A Alma com Alma é outra vertente da Quinta que tem a ver com o lado experimental do projeto de regeneração ambiental. Joana e Mário implementaram um projeto de permacultura, com base nos princípios de agroecologia, e, duas vezes por ano, dão o Permaculture Design Course, adaptado à realidade mediterrânica em transformação. “Percebemos que esta parte regenerativa, a parte da permacultura, a parte pedagógica da experimentação laboratorial, têm uma enorme capacidade de atrair pessoas, que querem ajudar, participar e aprender. Percebemos que havia aqui um fit relativamente bom para podermos criar uma Associação para estas pessoas se juntarem a nós, pessoas que vêm não só para fazer os cursos de permacultura mas também para participar no dia a dia, porque na verdade a aprendizagem faz-se na prática.” A Alma com Alma reforça, assim, a vertente pedagógica e associativa do projeto. “Temos muitos voluntários que vêm por via da Associação, que acabam por ajudar em várias frentes desta quinta. Temos pessoas que vêm para apanhar medronho, para aprender a fazer compota de medronho, é um outro género de turismo.”
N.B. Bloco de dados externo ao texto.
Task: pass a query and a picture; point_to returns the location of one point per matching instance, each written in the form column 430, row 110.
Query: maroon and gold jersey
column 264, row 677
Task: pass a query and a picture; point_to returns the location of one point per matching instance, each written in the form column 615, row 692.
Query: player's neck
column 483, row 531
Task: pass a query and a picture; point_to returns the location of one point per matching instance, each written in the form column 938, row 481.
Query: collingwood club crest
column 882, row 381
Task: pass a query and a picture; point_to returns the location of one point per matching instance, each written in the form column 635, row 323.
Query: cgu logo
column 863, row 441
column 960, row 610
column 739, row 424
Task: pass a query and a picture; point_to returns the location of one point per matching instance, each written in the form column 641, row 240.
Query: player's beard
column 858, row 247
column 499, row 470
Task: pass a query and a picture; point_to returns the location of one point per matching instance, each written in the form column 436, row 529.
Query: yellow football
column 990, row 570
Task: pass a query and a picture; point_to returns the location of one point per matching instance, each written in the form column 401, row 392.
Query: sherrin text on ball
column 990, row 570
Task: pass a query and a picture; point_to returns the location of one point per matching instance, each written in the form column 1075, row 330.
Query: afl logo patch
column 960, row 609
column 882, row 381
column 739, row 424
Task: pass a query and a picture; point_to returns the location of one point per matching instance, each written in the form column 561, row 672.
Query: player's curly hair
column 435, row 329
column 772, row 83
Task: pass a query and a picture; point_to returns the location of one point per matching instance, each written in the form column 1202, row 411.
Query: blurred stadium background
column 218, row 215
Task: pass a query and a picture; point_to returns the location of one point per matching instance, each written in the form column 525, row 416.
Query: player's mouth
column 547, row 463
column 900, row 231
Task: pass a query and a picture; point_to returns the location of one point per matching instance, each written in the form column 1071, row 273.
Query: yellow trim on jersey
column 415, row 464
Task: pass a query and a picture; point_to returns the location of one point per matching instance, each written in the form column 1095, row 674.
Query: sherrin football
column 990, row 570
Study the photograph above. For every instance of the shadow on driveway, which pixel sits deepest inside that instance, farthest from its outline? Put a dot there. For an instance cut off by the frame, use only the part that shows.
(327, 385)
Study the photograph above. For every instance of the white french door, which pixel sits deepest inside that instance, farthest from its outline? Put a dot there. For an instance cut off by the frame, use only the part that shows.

E há uma geração disposta a descobrir um outro modo de vida. “Ali, entre os 20 e os trinta e pouco, têm necessidade de se sentirem úteis. Estão insatisfeitos e vêm muito nessa busca, de como é viver numa vila, numa aldeia. Recebemos muitos estagiários saídos da faculdade e eles também participam, contribuem, trocam ideias e aprendem muito.”
A Associação veio oficializar uma ligação que já decorria naturalmente da experiência na Quinta, diz Joana. “Há pessoas que passaram por cá e continuam a escrever-nos, a mostrar os projetos onde estão, era uma ligação só de coração e agora é um laço oficial. É muito bonito.”
Por muito santo que seja, Artur dá sinais de impaciência: está na hora de mamar. Fechamos a conversa com uma constatação algo curiosa, visto que vem de alguém que fugiu da cidade para o campo, como Mário: “Estamos sempre rodeados de pessoas. Viemos de Lisboa onde estávamos rodeados de pessoas e continuamos rodeados de pessoas – mas na cidade talvez estivéssemos mais sozinhos.”